Joe’s autograph book is missing the first page. I can see where it had been torn out. This might have been a page that described his receiving the book for a particular occasion. As I read the pages, it seems like a “going away” book. It is full of advice for a young man about to go out on his own.
The entries were not placed in any order. One must look at every page to find the earliest entry which appears to be in early January 1893. These entries from 1893 are from friends and family members who lived in or near Blackwater, Missouri, where Joe was born.
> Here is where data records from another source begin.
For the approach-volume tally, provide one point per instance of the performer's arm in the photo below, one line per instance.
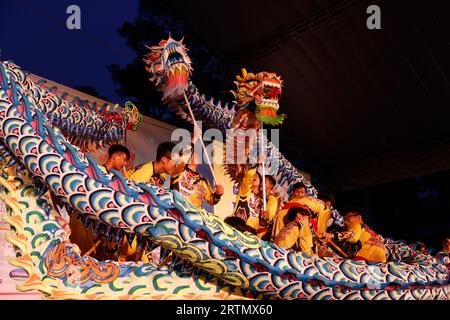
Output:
(355, 232)
(213, 196)
(142, 174)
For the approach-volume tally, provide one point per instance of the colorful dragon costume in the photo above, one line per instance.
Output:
(209, 259)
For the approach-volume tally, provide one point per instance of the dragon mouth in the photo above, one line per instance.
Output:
(175, 62)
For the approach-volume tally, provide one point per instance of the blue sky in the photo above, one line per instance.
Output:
(34, 35)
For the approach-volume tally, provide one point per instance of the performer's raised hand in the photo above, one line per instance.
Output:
(218, 189)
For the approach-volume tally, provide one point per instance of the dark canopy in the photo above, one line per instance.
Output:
(365, 106)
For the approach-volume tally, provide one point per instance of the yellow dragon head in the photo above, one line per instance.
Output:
(264, 89)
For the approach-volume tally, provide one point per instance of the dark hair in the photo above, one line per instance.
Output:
(259, 175)
(292, 213)
(239, 224)
(164, 150)
(326, 197)
(298, 185)
(272, 180)
(357, 211)
(118, 148)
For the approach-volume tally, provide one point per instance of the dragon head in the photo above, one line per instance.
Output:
(132, 116)
(169, 67)
(264, 89)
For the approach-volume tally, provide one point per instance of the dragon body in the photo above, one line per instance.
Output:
(209, 259)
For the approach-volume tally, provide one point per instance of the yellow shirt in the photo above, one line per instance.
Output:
(248, 203)
(295, 236)
(314, 204)
(146, 173)
(372, 247)
(254, 221)
(194, 187)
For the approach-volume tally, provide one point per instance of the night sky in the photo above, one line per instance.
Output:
(34, 35)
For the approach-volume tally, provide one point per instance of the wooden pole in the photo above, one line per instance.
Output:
(263, 167)
(201, 140)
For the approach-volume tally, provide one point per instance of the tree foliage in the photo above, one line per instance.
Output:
(154, 22)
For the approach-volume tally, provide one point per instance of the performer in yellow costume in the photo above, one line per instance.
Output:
(191, 184)
(316, 206)
(248, 200)
(154, 173)
(264, 222)
(372, 247)
(297, 233)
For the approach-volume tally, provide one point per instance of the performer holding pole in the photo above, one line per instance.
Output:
(201, 140)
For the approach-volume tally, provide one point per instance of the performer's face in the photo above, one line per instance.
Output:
(256, 181)
(119, 160)
(269, 184)
(168, 165)
(351, 218)
(299, 193)
(447, 244)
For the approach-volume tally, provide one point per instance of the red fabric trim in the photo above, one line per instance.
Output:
(294, 204)
(358, 258)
Jan 9, 1893 entry by Maud Hill. The torn page is seen on the left. |
Entries from his family included his parents, Amos and Catherine Gorrell, his sisters, Linnie, Ada, and Lou. Missing was one from his brother, Arthur. His father had great advice.
Sept 6, 1893 entry by his father, Amos Gorrell |
Be kind to all they fellows
Be intimate only with a well chosen few
Always save up a portion of your earnings
No telling what may hapen to you
Shun evry temptation to do evil
Improve evry opotunity to do good
Don't be led astray by the Dveil
But always honor thy God
Your Pa Pa A. Gorrell
"Be Thou strong therefore"
"And show thyself a man"
1st Kings 2nd v 2
His mother, also wrote advice in the form of a prayer:
August 30 entry by his mother, Catherine Elizabeth Gorrell |
It is the later entries that tell a tale that other records not yet found would have told. The entries in 1896, 1897, and 1898 were from Los Angeles and Pasadena. The entries from 1894 were from The Dalles in Oregon. And there was one entry from a person in Oak Lake, Manitoba!
In The Dalles, Oregon lived his haf-brother, May Mansfield Sayre. It appeared that was Joe’s first trip west. It was likely May got him a job there.
Jan 6 1894 entry of May Mansfield Sayre at The Dalles, Oregon |
Later, he was working in Los Angeles and other cities in California. The story heard by family was he worked building telephone line wherever there was work.
Nov 7 1896 entry of Chas Spangler in Los Angeles |
By 1900 he was back in Missouri, working as a lineman for the Missouri & Kansas Telephone Company in St. Joseph.
Note, this blog post was originally published November 24, 2016 as a Treasure Chest Thursday, but fits this theme perfectly.
Thanks for sharing. It sounds as if he received sound advice and had quite the adventure before returning home to settle down. Good for him!